ABD Başkanı Jimmy Carter ile Helmut Schmidt
Zaten Brandt’tan sonra Başbakan olan ve onun politikalarını büyük ölçüde
sürdüren Helmut Schmidt’in ve bir diğer SPD’li Fritz Erler’in Atlantik
Köprüsü’nde üst düzey görev yapmaları[26],
ABD’nin o dönemde Almanya’da sadece CDU’ya yatırım yapmadığını ve SPD
içerisinde de kendisine yakın isimleri tepe noktalara getirdiğini
düşündürtmektedir. Ayrıca koalisyon hükümetlerinde genel Dışişleri Bakanlığını alan FDP-Hür Demokratların da ABD'ye bakışının genel anlamda olumlu olduğunu belirtmek gerekir. SPD’li yıllarda Washington’la ilişkilerin sıklık düzeyine
bakıldığında ise; Willy Brandt’ın 5 defa ABD’yi ziyaret ettiği -ki bunlardan
yalnızca 2 tanesi resmi ziyarettir-, Helmut Schmidt’in ise tam 12 defa
Washington’a gittiği anlaşılmaktadır.[27]
Bu da, Soğuk Savaş süresince SPD’li yıllarda da ABD’nin Almanya dış
politikasında etkili olduğu intibaını yaratmaktadır. Bu dönemde Almanya
Cumhurbaşkanı Walter Scheel de 1975 yılında bir defa ABD’yi resmi olarak
ziyaret etmiştir.
Başkan Ronald Reagan 1987’de ünlü ‘bu duvarı yıkın’ konuşmasını yaparken sağında Başbakan Helmut Kohl onu izliyor
Soğuk Savaş’ın sonlanacağı Helmut Kohl iktidarında ise, Almanya’nın ABD
ile ilişkilerindeki uyum sürerken, Almanya’nın yeniden birleşmesi ve Avrupa
Topluluğu’nun Avrupa Birliği’ne dönüşerek büyük bir federal devlet gibi
yönetilmeye başlanması gibi kritik gelişmeler yaşandığı için, Washington’ın
Bonn/Berlin üzerindeki etkisi görece azalmış olabilir. Fakat Kohl’un da tam 21
defa ABD’yi ziyaret ettiği düşünülürse, ilişkilerin bu dönemde de ne kadar sıkı
olduğu anlaşılabilecektir.[28] Zaten
Almanya’nın birleşmesi konusunda da ABD’nin tavrı Avrupalı müttefiklerden bile
daha destekleyici olmuş ve ünlü konuşmasında, Başbakan Reagan, daha 1987’de
Berlin Duvarı için “bu duvarı yıkın”
(tear down this wall) demiştir.[29] Her
ne kadar iki Almanya’nın birleşmesi öncesinde eski ünlü Dışişleri Bakanı Henry
Kissinger, “Ben, Nazi döneminde
Almanya’da yaşadığım için, Almanya’nın birleşme sorunu ve olgusu, beni huzursuz
etmiştir.” gibi bir açıklama yapsa da, o dönem yapılan anketlerde Amerikan
halkının yüzde 61’inin buna destek olduğu ortaya konmuştur.[30] Avrupalı
müttefikler ise, bu süreçte Almanya’nın yeniden çok güçlenmesi ve savaş öncesi
döneme dönmesi endişeleri nedeniyle daha az coşkulu olmuşlardır. Uzun süreli
Helmut Kohl iktidarında Almanya Cumhurbaşkanları Kurt Carstens (1), Richard von
Weizsaecker (3) ve Roman Herzog (1) da ABD’yi ziyaret etmişlerdir.[31]

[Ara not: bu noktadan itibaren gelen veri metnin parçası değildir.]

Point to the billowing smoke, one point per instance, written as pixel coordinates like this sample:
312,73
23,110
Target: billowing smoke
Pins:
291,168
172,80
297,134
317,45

Bill Clinton ve Helmut Kohl
Helmut Kohl döneminde Washington’la ilişkiler bağlamında yaşanan en
ciddi sorunlardan birisi ise Almanya’nın Körfez Savaşı konusundaki tavrı
olmuştur. Bu dönemde Almanya’nın yeniden birleşmesinin yarattığı sorunlarla
meşgul olan Alman siyasal eliti, ekonomik gerekçelerin de etkisiyle savaşa
katılımda isteksiz davranmış ve Başbakan Kohl, Dışişleri Bakanı Hans-Dietrich Genscher ve Savunma Bakanı Gerhard Stoltenberg’in 1990 yılı Ağustos ayında aldıkları
karar doğrultusunda, anayasal kısıtlamalar nedeniyle savaşa sadece finansal
destek olmak kararı almışlardır.[32] Yine
de, Soğuk Savaş dinamiklerine uygun olarak, Kohl döneminde de ABD ile ilişkiler
çok yakın ve iyi düzeydedir. Öyle ki, Kohl, “ABD ile müttefiklik bizim için bir varoluş sebebidir” bile
demiştir.[33] CDU’lu ünlü
siyasetçi Walther Leisler Kiep de, 1972 yılında ABD ile kurulan müttefiklik
ilişkisinin “modern Almanya siyasetindeki
karar verici unsur” ve adeta “ikinci
bir anayasa” olduğunu ifade etmiştir.[34]
Yani Soğuk Savaş döneminde yaşanan iktidar değişikliklerine karşın, Almanya-ABD
ilişkileri güvenlik ekseni tam oturmuş ve diğer alanlarda da hızlı bir gelişim
gösteren seyir izlemiştir. Bu bağlamda, Almanya-ABD ilişkileri, aynı dönemde gelişen
ABD-Japonya ve ABD-Türkiye ilişkilerine de benzetilebilir.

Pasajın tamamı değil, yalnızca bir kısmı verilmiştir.